Благотворители уже помогали мужскому монастырю и двум храмам на севере Забайкалья. На храм в Оловянной, по словам протоиерея, они дали 20 миллионов, храм в колонии обошёлся в 500 тысяч.
«Я впервые зашёл в эту колонию в конце 2014 года. Очень всё было непросто, потому что я многих правил не знал, зашёл просто с иконой блаженной Матроны. Никто не верил, что среди ребят (так батюшка называет осуждённых - ред.) отклик будет. Но они пошли. Пошли креститься по 20-30 человек в день», - продолжает рассказывать протоиерей.
В 2015 году поступило предложение - священник говорит, что его поддержали и сотрудники, и осуждённые - давайте строить храм. Фундамент был залит ещё в 2008 году, но тогда денег не было и стройку пришлось прекратить.
«Храм строился почти 7 лет, много потрудились ребята, которые тут отбывали и отбывают срок. Делалось всё вручную. Доставляли в колонию только цемент и пиломатериалы. На стройке каменщиками работали мусульмане. Иконы тоже подарены мусульманами. Это дружественный акт, подчёркивающий добрые межрелигиозные отношения», - добавляет священник.
Отец Виталий окормляет весь Оловяннинский и западную часть Борзинского района. Говорит, что службы приходится каждый день вести в разных храмах. В колонию он приезжает во вторник и собирает на молебен около 30 человек.

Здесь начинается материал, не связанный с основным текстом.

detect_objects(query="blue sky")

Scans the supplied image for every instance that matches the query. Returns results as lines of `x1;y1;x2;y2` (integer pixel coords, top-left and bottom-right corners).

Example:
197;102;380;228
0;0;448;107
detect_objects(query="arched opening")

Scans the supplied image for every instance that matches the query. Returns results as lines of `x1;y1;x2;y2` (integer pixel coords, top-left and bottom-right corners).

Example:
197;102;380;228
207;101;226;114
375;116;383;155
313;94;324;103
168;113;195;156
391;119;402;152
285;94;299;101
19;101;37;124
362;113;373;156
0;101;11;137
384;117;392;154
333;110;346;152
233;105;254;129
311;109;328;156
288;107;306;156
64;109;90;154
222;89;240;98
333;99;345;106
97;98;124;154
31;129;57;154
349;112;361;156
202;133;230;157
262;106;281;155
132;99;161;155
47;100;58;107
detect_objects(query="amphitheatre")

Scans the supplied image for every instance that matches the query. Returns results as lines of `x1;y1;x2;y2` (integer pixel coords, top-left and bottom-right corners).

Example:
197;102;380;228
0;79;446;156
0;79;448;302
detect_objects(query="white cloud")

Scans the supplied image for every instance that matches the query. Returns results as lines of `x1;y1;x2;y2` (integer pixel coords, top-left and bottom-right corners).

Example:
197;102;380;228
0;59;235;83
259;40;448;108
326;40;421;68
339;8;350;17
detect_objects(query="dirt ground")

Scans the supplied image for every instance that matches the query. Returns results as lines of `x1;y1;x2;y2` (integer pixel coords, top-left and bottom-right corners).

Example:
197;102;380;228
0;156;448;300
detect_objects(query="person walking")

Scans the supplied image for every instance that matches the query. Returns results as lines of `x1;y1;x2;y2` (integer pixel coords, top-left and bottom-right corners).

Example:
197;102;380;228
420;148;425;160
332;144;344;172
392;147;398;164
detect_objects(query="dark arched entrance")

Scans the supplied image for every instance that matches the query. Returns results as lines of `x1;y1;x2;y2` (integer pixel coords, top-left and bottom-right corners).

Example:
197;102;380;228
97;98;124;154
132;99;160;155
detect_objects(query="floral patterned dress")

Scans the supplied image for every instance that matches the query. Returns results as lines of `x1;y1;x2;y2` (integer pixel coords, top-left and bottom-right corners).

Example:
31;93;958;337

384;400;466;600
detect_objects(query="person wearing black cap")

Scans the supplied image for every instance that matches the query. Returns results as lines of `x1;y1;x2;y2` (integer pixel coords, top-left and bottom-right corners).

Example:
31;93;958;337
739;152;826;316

Он не скрывает, что среди паствы есть те, кто крестится, надеясь ускорить освобождение или для каких-то других корыстных целей. Но есть и те, кто искренне уверовал. Немало тех, кто смеётся над православными осуждёнными. А хор из местного храма в колонию идти отказывается даже на богослужение.
Батюшка - мужчина крупный с суровым лицом и грубоватым голосом. Но говорит он о зэках с каким-то теплом: «Здесь очень молодые люди, некоторые даже профессию не успели получить. Попали по дурости. А здесь жизненная школа очень серьёзная. Господь им в помощь».
И даже их простоватая наглость в его пересказе кажется какой-то забавной: «Я только пришёл, ко мне сразу с вопросом: ладан привёз? Я дал, и мне второй вопрос: а кисет? То есть я ещё и ладанку должен сшить?»
Отец Виталий поясняет, что у осуждённых есть поверье — ладанка защищает от разных бед, в том числе и от лишнего внимания сотрудников. Поэтому многие ладан носят. И хотят, чтобы батюшка им ладанки шил.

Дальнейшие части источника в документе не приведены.